Evet evet evet. Nihayet, 100. entrym geldi de çattı, geldi de çattı. hele ki bu entry'i Viyana'larda yazmak ayrı bir duygu yumağı benim için. Birkaç gündür mevcut olan melakolik ruh halimi, Teoman'ın 'Son' albümüne bağlıyor, ve de umarsamadan hayatın oha çüş olduğunu tekrar görüyorum. Oğlum aç gözünü dercesine bütün dünya mittafa'ya sinyaller yolluyor, ve atrolojik olarak muhteşem ötesi bir evreye girdiğimi hissediyorum. Hissetmiyorum biliyorum, yaşıyorum, tecrübe ediyorum, oha ben neymişim oluyorum.
Tamam ego akıyor damarlarımda ama napalım, ben buyum, hoş asla egoist olmadım, olamam da, doğama aykırı. Tek yaptığım aslında kendimi takdir etmek. Olay kesinlikle bundan ibaret.

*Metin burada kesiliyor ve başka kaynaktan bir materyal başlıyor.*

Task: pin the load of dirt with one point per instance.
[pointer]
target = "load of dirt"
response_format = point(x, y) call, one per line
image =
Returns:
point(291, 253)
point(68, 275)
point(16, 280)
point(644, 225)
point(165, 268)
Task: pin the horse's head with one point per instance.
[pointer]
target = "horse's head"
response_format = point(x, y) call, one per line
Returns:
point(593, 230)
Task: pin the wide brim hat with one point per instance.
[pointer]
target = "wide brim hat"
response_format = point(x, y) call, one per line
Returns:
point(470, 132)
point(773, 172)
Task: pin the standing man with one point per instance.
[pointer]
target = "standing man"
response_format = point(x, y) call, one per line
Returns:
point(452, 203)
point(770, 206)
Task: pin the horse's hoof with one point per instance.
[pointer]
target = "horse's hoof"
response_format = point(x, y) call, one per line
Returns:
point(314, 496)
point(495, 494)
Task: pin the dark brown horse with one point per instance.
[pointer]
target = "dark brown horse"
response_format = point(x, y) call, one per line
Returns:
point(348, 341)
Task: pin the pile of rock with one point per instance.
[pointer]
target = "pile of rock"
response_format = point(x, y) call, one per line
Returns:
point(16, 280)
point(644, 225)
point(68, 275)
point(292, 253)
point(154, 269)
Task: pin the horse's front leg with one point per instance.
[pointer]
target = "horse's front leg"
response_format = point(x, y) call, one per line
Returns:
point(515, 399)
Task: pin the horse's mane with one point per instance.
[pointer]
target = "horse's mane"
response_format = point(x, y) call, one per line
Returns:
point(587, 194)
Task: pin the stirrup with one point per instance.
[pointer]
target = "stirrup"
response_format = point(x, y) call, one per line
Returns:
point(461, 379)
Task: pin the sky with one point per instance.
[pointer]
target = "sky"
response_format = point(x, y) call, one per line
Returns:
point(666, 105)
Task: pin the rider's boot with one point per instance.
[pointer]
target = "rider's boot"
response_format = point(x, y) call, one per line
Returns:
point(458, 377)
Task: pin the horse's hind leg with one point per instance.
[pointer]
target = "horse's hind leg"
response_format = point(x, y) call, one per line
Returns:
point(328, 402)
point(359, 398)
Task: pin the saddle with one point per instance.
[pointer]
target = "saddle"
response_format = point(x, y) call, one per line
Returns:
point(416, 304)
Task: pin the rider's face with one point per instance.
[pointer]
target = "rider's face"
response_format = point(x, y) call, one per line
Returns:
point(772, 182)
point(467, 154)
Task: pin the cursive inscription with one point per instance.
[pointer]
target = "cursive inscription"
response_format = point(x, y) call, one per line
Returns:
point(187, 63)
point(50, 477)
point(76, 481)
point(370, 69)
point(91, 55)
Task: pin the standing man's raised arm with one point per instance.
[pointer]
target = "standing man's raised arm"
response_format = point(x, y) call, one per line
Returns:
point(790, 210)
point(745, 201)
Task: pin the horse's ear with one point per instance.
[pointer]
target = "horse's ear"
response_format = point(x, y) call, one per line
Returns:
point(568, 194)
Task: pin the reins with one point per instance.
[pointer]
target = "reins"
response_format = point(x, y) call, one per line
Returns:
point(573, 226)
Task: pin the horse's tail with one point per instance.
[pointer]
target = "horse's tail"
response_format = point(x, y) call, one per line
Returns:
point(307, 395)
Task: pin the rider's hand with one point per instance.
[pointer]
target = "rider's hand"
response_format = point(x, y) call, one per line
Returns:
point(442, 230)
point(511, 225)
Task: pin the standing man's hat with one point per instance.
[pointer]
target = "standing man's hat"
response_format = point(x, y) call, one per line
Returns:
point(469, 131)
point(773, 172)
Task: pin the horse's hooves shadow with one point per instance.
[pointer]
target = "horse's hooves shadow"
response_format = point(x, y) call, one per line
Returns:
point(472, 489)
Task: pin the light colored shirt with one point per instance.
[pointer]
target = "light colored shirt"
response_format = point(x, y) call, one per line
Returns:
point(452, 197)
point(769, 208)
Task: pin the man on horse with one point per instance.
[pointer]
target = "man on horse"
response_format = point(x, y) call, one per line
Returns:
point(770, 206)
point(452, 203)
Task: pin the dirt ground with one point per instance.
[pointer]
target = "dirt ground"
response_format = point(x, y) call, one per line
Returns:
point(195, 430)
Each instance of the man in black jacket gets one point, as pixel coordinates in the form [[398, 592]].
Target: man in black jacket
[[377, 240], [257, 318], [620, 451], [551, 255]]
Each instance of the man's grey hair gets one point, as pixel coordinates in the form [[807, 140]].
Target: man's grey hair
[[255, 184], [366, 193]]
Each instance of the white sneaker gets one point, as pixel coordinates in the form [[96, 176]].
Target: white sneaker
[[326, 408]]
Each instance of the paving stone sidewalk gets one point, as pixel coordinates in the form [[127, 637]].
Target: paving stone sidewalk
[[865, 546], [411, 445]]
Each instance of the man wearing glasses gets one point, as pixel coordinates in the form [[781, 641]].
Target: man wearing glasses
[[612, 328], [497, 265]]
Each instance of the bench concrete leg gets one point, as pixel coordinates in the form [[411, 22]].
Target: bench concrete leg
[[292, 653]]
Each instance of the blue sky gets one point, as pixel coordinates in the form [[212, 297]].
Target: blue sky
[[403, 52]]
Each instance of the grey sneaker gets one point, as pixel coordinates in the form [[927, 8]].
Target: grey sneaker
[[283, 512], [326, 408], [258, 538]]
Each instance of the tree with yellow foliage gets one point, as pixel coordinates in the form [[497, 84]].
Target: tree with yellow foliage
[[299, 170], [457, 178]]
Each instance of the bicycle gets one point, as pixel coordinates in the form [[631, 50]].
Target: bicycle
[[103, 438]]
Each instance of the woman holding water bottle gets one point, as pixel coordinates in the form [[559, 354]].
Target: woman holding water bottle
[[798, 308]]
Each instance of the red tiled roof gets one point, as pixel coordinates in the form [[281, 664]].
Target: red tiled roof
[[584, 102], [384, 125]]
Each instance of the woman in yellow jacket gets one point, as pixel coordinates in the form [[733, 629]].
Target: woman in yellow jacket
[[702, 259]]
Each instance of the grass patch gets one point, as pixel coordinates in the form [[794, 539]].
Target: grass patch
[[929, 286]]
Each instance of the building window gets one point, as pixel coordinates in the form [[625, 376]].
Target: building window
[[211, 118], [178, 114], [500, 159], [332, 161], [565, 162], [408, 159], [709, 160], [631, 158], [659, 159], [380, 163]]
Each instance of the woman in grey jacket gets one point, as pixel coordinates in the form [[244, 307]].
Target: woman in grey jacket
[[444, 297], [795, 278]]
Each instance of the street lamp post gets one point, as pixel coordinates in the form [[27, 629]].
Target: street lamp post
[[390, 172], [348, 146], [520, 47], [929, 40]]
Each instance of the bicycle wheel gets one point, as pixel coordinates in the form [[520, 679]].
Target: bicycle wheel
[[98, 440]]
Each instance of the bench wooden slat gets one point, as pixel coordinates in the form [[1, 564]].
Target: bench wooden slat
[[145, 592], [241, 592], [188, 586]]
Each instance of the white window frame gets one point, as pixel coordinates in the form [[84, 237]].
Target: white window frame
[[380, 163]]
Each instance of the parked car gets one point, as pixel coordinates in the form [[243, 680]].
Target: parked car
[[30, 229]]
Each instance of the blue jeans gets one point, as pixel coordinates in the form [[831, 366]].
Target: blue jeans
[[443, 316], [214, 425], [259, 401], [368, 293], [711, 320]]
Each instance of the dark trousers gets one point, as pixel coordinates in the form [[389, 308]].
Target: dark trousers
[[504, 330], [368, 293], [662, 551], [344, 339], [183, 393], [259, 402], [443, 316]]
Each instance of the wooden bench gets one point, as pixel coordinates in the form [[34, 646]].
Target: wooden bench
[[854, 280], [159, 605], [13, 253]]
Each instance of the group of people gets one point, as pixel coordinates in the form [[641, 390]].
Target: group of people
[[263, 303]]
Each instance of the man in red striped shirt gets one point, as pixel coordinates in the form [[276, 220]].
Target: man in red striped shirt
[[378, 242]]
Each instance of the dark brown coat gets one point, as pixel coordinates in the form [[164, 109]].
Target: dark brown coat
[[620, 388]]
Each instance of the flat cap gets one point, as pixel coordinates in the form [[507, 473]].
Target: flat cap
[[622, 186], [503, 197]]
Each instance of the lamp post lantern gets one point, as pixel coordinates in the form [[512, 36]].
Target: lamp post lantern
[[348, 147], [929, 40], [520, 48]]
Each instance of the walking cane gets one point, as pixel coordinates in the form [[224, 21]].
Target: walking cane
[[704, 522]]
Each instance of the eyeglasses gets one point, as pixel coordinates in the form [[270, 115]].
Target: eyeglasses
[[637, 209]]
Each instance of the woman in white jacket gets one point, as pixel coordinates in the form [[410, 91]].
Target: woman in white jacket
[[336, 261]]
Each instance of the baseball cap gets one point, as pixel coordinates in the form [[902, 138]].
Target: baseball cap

Evet ben bunları yazarken bazı gelişmeler oldu, bazı politik gelişmeler. Biliyorsunuz, dairemi paylaştığım 2 avusturyalı yaratık var, şimdi bunların arasına bir de benim yeni oda arkadaşım geldi, kendisi kral bir insan. Süper birisi, çok da kafa, bugün yan odadaki Avusturyalılara elmalı kekimi verdim. Hani ben verdim çünkü yarın son günüydü ve yiyecek halim yoktu! O yüzden bir problemim gerçekten yok. Ama dedi ki you are stronger than that and I'm with you. Allam negzel bir ifadedir bu ne güzel bir takdirdir bu, :D neyse bu son 5. dakika içinde oldu. Kötü bir olay değil tabi ama iyi oldugu kesin :D neyse Rapsodi Istanbul dinliyorum beni hala melankolik kılan bir albüm ama babane(edit: banane olacak, babane ne alaka???), şarkı başkasına değil bana geliyor, işte işin en güzel kısmı o.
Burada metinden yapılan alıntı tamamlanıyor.